Polyps are uncommon in the small intestine; we can resect many of them using endoscopic procedures, but many others require laparoscopic surgery. Most polyps in the stomach are harmless; when necessary, we can usually remove stomach polyps endoscopically.
What are the risks of polypectomy?
Polypectomy is usually considered safe. The biggest dangers include bleeding from vessels transected during the surgery; we reduce this risk with cautery and the installation of iron clips over any vessels that are transected. Another significant danger is penetration of the colon wall, which is extremely thin (a couple of millimeters in thickness). To reduce this risk, we employ a number of tactics and procedures. Overall, the risk of complications is determined by the size of the polyp, the doctor's experience, and your overall health. For example, using blood thinners raises your chance of post-procedure bleeding.
Surgery vs. Polypectomy
Historically, complex colon polyps required surgery. However, competent GI specialists may now remove them by colonoscopy. Both techniques have comparable recurrence rates, but other considerations impact the choice.
Polypectomy can be performed with a colonoscope (a thin, flexible tube) by putting fluid under the polyp to lift it and then removing it with a snare. To prevent bleeding, a heat current in the snare cauterizes tissue at the wound. Polypectomy patients have little discomfort with the use of a sedative.
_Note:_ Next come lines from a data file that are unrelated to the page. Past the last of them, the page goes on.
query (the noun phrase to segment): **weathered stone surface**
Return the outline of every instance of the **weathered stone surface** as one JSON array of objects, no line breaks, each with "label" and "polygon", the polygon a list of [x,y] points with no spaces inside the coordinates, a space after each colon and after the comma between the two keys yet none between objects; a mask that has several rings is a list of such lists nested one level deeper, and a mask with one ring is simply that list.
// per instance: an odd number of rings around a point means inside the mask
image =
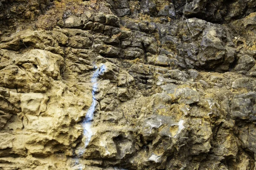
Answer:
[{"label": "weathered stone surface", "polygon": [[0,169],[255,169],[256,7],[0,0]]}]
Surgery, on the other hand, includes making small incisions in the belly to insert small instruments and a camera laparoscopically into the abdomen, which is enlarged with carbon dioxide. In other circumstances, open surgery is necessary, which requires a bigger incision into the abdominal wall.
Unlike a polypectomy, a portion of the colon is removed to guarantee that the polyp and any associated malignancy are completely eradicated. For the duration of the procedure, which might last several hours, all patients are sedated.
A polypectomy is an outpatient treatment that takes 30 to 60 minutes and allows patients to go home the same day. They should be able to resume their usual schedule the next day. Patients who have a big polyp removed endoscopically normally require a follow-up operation in three to six months to ensure there is no residual tissue. Those who have surgery typically stay in the hospital for three days, although this can treble if complications emerge. Another potential stumbling block: postoperative ileus, defined as a normal response to the unnatural insertion of instruments into the abdomen and anesthesia, resulting in paralysis of the gut that might take several days to cure.
Polyps are removed because some of them may grow into colon cancer, and colon cancer occurs in polyp areas with a few exceptions. The only way to be positive that cancer isn't present is to remove and analyze the polyp in the lab. The polyp is removed using a special endoscope that is passed through the gut lumen.